Yomiuri Newspaper (Yomiuri shinbun) 10/28/21

What a year. First, Saitō Takao and Minamoto Tarō [a notable author of humorous historical manga, who died on August 7, 2021], now even Shirato Sanpei and his younger brother Okamoto Tetsuji have passed away. Most people in my generation would agree that they were big stars.

Shirato and Tetsuji were born as the first and second son of the proletarian painter Okamoto Tōji. Shirato became a painter for kamishibai (Japanese picture-story shows) in 1951. And in 1957, he became a manga artist with his Swordsman of Kogarashi (Kogarashi Kenshi). He got his popularity by drawing ninja manga in the period of the ninja-novel boom in Japan.

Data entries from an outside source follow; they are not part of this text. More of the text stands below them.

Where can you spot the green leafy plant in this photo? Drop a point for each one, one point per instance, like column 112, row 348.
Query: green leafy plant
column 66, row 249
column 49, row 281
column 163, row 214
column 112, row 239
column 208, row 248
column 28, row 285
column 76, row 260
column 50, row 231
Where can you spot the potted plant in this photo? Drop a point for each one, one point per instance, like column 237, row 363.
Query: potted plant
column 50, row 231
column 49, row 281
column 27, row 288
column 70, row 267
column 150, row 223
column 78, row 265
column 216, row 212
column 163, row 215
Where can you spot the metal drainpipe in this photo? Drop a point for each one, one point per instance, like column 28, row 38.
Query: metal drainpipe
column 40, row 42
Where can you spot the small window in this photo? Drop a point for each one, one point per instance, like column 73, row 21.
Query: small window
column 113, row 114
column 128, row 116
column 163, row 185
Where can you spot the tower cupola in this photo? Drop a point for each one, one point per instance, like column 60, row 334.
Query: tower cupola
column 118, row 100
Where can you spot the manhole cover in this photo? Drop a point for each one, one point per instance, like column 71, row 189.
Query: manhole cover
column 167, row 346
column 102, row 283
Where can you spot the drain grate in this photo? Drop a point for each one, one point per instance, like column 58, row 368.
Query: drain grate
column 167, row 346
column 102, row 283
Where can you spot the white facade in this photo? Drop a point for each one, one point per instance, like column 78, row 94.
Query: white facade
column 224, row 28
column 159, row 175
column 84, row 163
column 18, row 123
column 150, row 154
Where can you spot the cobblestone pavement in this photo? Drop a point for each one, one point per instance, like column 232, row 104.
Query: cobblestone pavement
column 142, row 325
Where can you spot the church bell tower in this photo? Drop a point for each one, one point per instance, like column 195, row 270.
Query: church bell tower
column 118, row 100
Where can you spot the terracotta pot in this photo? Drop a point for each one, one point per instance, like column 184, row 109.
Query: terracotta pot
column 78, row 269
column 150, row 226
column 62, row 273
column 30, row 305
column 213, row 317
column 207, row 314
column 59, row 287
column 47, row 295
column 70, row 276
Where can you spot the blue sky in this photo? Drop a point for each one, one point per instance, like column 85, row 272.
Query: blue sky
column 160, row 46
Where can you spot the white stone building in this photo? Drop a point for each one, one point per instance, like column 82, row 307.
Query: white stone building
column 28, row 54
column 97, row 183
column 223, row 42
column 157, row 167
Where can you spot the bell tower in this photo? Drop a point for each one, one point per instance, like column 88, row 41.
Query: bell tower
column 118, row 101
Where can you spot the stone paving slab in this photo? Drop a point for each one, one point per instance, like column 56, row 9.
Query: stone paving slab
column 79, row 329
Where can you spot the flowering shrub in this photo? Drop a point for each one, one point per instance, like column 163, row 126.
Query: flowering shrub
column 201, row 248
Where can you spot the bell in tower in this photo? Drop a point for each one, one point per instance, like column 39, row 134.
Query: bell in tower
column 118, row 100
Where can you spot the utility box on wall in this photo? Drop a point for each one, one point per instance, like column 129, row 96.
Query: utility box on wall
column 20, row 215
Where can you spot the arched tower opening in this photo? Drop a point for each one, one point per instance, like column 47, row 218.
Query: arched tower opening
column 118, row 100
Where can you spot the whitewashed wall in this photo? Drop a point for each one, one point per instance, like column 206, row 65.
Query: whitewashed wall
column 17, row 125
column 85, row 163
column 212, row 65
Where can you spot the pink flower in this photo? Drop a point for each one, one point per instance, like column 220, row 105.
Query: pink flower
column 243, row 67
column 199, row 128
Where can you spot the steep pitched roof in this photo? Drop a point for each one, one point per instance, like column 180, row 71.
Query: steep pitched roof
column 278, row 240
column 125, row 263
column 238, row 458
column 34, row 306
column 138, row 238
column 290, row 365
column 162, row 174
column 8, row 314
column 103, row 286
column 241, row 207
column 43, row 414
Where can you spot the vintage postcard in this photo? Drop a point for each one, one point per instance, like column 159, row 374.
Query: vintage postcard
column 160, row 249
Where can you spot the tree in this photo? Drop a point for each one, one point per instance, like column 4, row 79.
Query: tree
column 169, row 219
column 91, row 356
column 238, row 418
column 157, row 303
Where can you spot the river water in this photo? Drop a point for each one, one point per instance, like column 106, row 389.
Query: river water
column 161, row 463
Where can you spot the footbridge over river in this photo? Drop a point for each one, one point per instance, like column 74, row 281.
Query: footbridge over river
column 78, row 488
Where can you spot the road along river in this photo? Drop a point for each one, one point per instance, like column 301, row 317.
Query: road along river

Shirato's cover art to Garo No. 15 (Nov. 1965).
From 1959 to 1962, his long kashihon (rental) manga series, Ninja Martial Arts Chronicle: Legend of Kagemaru (Ninja Bugeichō: Kagemaru-den, [a 16-volume series published in 17 books]) was published through Nagai Katsuichi’s Sanyōsha. Later, it attracted college students who saw it as “the manga that depicts class struggle.” Then, he became a pioneer for triggering a wave of manga criticism discourse among Japan’s intellectuals. In 1964, Monthly Manga Garo (Gekkan Manga Garo) was first published by Seirindō, also established by Nagai. In Garo, Shirato and Nagai ran Kamui (Kamui-den), which is a ninja manga that depicts the class structure of the Edo period (1600-1868) with an enormous plot (Part One ended in 1971). Supported through the income from Shirato’s serial publications in big-name magazines, Garo absorbed the best authors of kashihon rental-manga culture, which was dying out. They got Mizuki Shigeru, Tsuge Yoshiharu, Kusunoki Shōhei, Takida Yū, Nagashima Shinji, and so on.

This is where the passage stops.